The government's objective of maintaining a 15% electricity reserve is being seriously challenged by Taiwan's state-owned electricity provider, TaiPower, which is experiencing a significant increase in power consumption. The company's substantial influence on the nation's energy infrastructure is further underscored by Taiwan's decreasing residential electricity consumption despite TSMC's increasing energy requirements. This situation could strain Taiwan's energy infrastructure, emphasizing the gravity of the situation.
TSMC’s Electricity Use Could Reach 24% of Taiwan’s Power Supply by 2030, S&P Report Predicts
According to data from S&P, TSMC's electricity consumption has increased by over twofold since the company transitioned from the production of 10-nanometer chips in 2016 to its present production of 3-nanometer chips in 2023. TSMC consumed approximately 110 GW of electricity in 2016, approximately 4% of Taiwan's total electricity consumption. By 2023, this figure had increased to nearly 250 GW, contributing to almost 16% of the industrial sector's demand and 8% of Taiwan's electricity.
S&P's analysis presents a more concerning scenario for TSMC's energy consumption in the future. The report's optimistic projection indicates that TSMC could be responsible for nearly a quarter (23.7%) of Taiwan's electricity consumption by 2030 if the company's wafer shipments increase by 90% over 2023, resulting in a 794 GW increase in electricity consumption. Consumption would reach 418 GW by 2030 in a less aggressive scenario, with 50% growth.
TSMC’s Shift to 3-Nanometer Chip Production Drives Soaring Power Consumption, Exceeding Global Competitors
The primary factor contributing to TSMC's increasing energy requirements is the transition to 3-nanometer chip fabrication. To meet the technical specifications for producing chips with a diameter of less than 7 nanometers, extreme ultraviolet (EUV) lithography machines must be used.

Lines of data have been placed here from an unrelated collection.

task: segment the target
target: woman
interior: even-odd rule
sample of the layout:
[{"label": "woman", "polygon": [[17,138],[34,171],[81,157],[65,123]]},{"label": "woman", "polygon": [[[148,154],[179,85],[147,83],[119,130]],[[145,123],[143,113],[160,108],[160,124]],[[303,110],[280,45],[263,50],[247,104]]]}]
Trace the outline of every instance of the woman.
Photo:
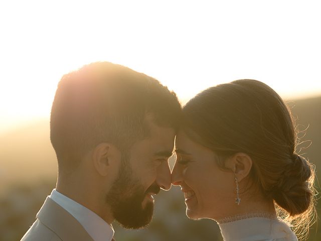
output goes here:
[{"label": "woman", "polygon": [[296,240],[314,212],[314,172],[296,152],[293,120],[256,80],[207,89],[183,108],[172,183],[186,214],[216,220],[225,240]]}]

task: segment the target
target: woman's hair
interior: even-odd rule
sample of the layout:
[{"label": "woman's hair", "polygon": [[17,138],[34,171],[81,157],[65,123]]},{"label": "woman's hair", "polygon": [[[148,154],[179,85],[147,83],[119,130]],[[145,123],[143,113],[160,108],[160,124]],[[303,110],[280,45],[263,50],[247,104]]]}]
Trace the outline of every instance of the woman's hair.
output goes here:
[{"label": "woman's hair", "polygon": [[253,183],[297,234],[307,235],[315,213],[314,167],[296,151],[294,122],[277,93],[257,80],[236,80],[200,93],[183,113],[184,131],[217,154],[221,168],[227,157],[247,154]]}]

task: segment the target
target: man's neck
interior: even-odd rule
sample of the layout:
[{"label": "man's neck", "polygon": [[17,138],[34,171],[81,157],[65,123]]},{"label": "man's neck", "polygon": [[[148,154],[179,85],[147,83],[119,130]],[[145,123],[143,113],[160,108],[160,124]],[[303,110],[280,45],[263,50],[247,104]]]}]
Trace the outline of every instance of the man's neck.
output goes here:
[{"label": "man's neck", "polygon": [[[114,218],[109,205],[106,203],[102,191],[90,188],[88,184],[80,182],[63,181],[58,178],[56,190],[62,194],[77,202],[95,212],[108,224]],[[96,186],[98,187],[98,185]]]}]

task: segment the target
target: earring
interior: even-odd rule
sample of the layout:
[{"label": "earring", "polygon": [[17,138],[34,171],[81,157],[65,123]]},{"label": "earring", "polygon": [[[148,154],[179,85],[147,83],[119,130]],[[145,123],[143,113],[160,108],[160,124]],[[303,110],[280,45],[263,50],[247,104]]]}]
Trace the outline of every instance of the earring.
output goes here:
[{"label": "earring", "polygon": [[241,198],[240,198],[240,188],[239,187],[239,182],[237,181],[237,178],[235,177],[235,182],[236,183],[236,198],[235,198],[235,203],[237,205],[240,205],[241,202]]}]

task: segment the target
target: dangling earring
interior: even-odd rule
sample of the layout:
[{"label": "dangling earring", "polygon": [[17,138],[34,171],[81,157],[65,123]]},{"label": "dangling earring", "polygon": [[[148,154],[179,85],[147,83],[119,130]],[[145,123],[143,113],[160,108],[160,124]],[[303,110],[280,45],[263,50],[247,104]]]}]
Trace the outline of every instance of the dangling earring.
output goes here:
[{"label": "dangling earring", "polygon": [[237,181],[237,178],[236,178],[236,176],[235,176],[235,174],[234,173],[235,183],[236,183],[236,198],[235,198],[235,203],[237,204],[237,205],[240,205],[240,203],[241,202],[241,198],[240,198],[240,189],[239,187],[239,182]]}]

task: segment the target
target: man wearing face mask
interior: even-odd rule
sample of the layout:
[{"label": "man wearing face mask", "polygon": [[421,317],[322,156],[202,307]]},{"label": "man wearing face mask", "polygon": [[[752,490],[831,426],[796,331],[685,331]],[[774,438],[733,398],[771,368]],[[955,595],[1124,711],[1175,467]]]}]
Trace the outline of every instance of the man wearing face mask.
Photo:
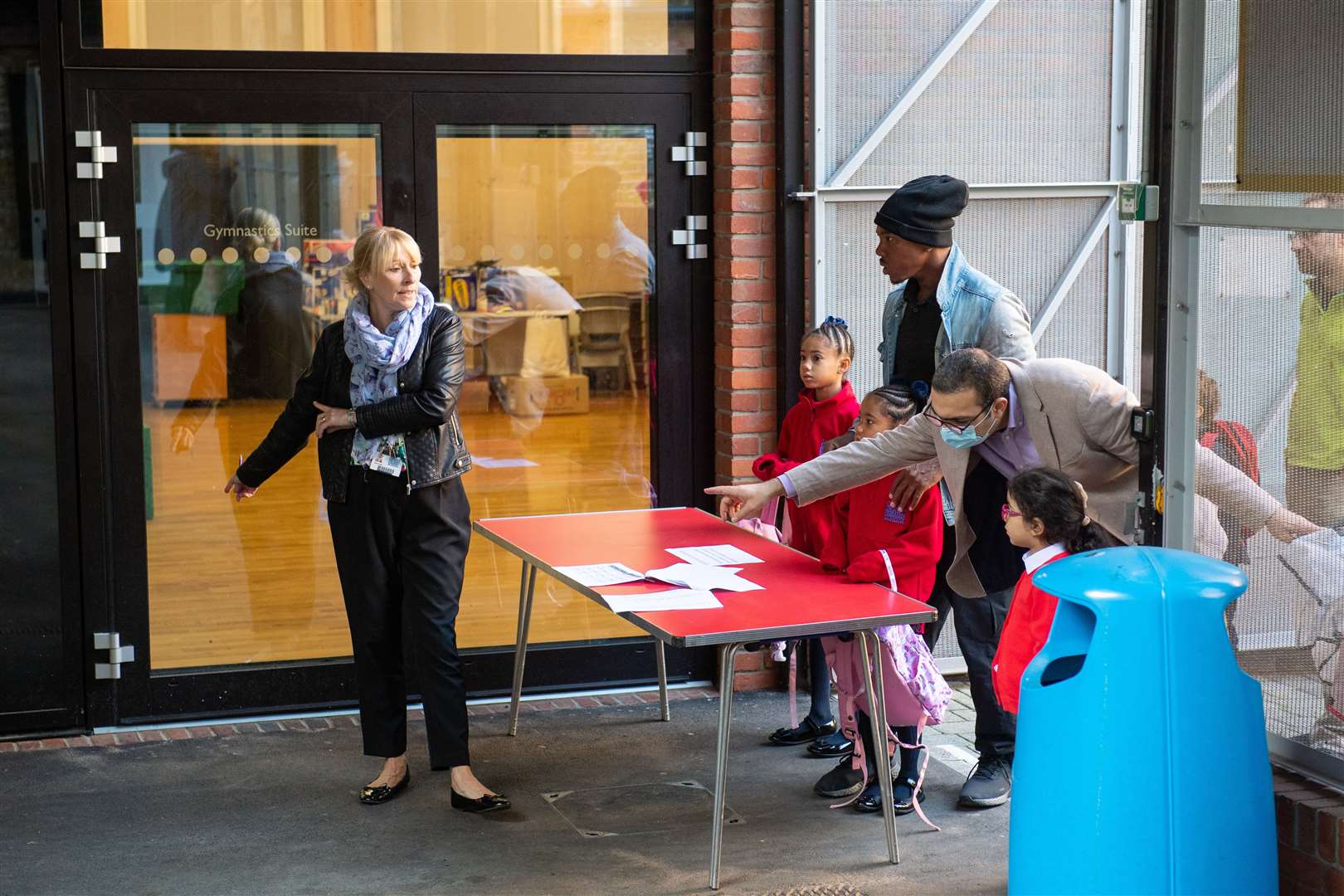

Wccftech says these machines require substantially more power than their deep ultraviolet (DUV) counterparts. Each 12-inch wafer consumed 27.7 KW when TSMC commenced mass production of 3-nanometer processors in 2022. As production increased, this figure increased to 40.5 KW by 2023.
TSMC's electricity consumption has also increased due to the increasing demand for AI processors. The increased packaging capacity for AI-related processors, essential for performance-intensive GPUs, further strains Taiwan's already limited electricity reserves. Despite a decrease in household electricity demand during this period, Taiwan has needed help maintaining its 15% electricity reserve objective, achieving it in three years from 2013 to 2023.
In contrast, TSMC's electricity consumption is significantly higher than its global competitors. According to sustainability reports analyzed by S&P, TSMC consumed 232 GW of electricity in 2023, more than double Intel's 90 GW and substantially more than SK hynix's 125 GW. This highlights the need for a balanced approach to energy consumption, ensuring sustainability while meeting the growing demand.